Glial mesencephalic cultures and neuronal-enriched mesencephalic primary cultures were obtained from 129SV/C57BL/6 wild-type (WT) or parkin mutant mice (Itier et al., 2003). Cultures were derived from littermate −/− and +/+ embryos obtained from homozygous colonies generated previously by heterozygous parkin −/+ intercross. The genotype was confirmed by PCR analysis of tail tissue and by Western blot analysis of parkin protein in the cultures (Casarejos et al., 2005). Procedures using laboratory animals were in accordance with the European Union Directives. All efforts were made to minimize the number of animals used and their suffering.

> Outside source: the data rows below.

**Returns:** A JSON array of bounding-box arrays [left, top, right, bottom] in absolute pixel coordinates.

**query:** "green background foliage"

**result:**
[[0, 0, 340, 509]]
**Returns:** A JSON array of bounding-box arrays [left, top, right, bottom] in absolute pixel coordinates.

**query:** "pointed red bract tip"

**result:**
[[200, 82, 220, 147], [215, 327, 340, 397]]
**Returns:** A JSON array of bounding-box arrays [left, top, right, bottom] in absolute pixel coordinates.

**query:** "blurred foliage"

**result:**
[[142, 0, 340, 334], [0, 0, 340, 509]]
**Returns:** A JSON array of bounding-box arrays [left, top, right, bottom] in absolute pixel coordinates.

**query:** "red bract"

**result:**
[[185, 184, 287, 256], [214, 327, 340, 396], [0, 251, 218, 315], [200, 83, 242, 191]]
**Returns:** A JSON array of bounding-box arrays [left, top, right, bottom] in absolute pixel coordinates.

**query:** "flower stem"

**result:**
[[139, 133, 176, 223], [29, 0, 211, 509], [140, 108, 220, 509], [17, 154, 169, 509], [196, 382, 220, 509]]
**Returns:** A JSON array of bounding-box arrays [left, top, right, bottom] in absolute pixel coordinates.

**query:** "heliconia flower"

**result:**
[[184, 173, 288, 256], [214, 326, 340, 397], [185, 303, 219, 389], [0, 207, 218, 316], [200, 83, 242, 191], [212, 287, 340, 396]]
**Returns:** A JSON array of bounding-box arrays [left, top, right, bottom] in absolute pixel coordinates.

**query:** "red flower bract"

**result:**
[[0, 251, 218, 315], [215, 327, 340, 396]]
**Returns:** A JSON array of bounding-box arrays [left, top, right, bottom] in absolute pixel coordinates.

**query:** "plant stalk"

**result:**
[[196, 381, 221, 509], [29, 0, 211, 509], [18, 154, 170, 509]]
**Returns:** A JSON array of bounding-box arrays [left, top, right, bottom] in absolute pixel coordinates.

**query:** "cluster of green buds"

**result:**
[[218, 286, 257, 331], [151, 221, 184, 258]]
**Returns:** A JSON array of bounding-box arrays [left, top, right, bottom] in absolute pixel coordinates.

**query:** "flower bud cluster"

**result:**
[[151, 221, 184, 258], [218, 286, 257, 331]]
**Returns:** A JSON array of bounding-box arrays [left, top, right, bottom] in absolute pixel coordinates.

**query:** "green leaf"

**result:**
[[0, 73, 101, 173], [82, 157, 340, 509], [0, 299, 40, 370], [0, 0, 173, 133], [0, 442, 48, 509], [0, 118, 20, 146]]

For glial cultures, the ventral mesencephalon was removed from embryonic tissue (day 13 of gestation), diced in small fragments, and incubated in trypsin–EDTA (0.5% in HBSS) at 37°C for 15 min. Trypsinization was stopped by adding culture medium, and the tissue was gently centrifuged. The supernatant was discarded, and the pellet was resuspended in 1 ml of culture medium. Single-cell dissociation was achieved by mechanical disruption. Dissociated cells were plated in DMEM with 15% (v/v) heat-inactivated fetal bovine serum, 4 mm l-glutamine, 1 mm pyruvate, and 100 U/ml penicillin–streptomycin (growth medium; DMEM–FCS) (de Bernardo et al., 2003) at a density of 3 × 106 cells per 80 cm2 cell culture flask. Culture medium was refreshed after 6–7 d and every 7 d thereafter. After 18 d in culture, positive staining with anti-GFAP antibody identified the astrocytes in these cultures and contained at least 80–90% of total cells.
To obtain the glia-conditioned medium (GCM), DMEM–FCS medium was discarded, and the cells were washed out three times with Leibovitz's L-15 medium and subsequently cultured in a chemically serum-free defined medium (EF12) (Mena et al., 1993; Pardo et al., 1997). After 24 h of culture under such conditions, the medium was collected and stored frozen. This medium was considered GCM. EF12 consisted of a 1:1 (v/v) EMEM and nutrient mixture of Ham's F-12, supplemented with d-glucose (6 mg/ml), insulin (25 mg/ml), transferrin (100 mg/ml), putrescine (60 mm), progesterone (20 nm), and sodium selenite (30 nm).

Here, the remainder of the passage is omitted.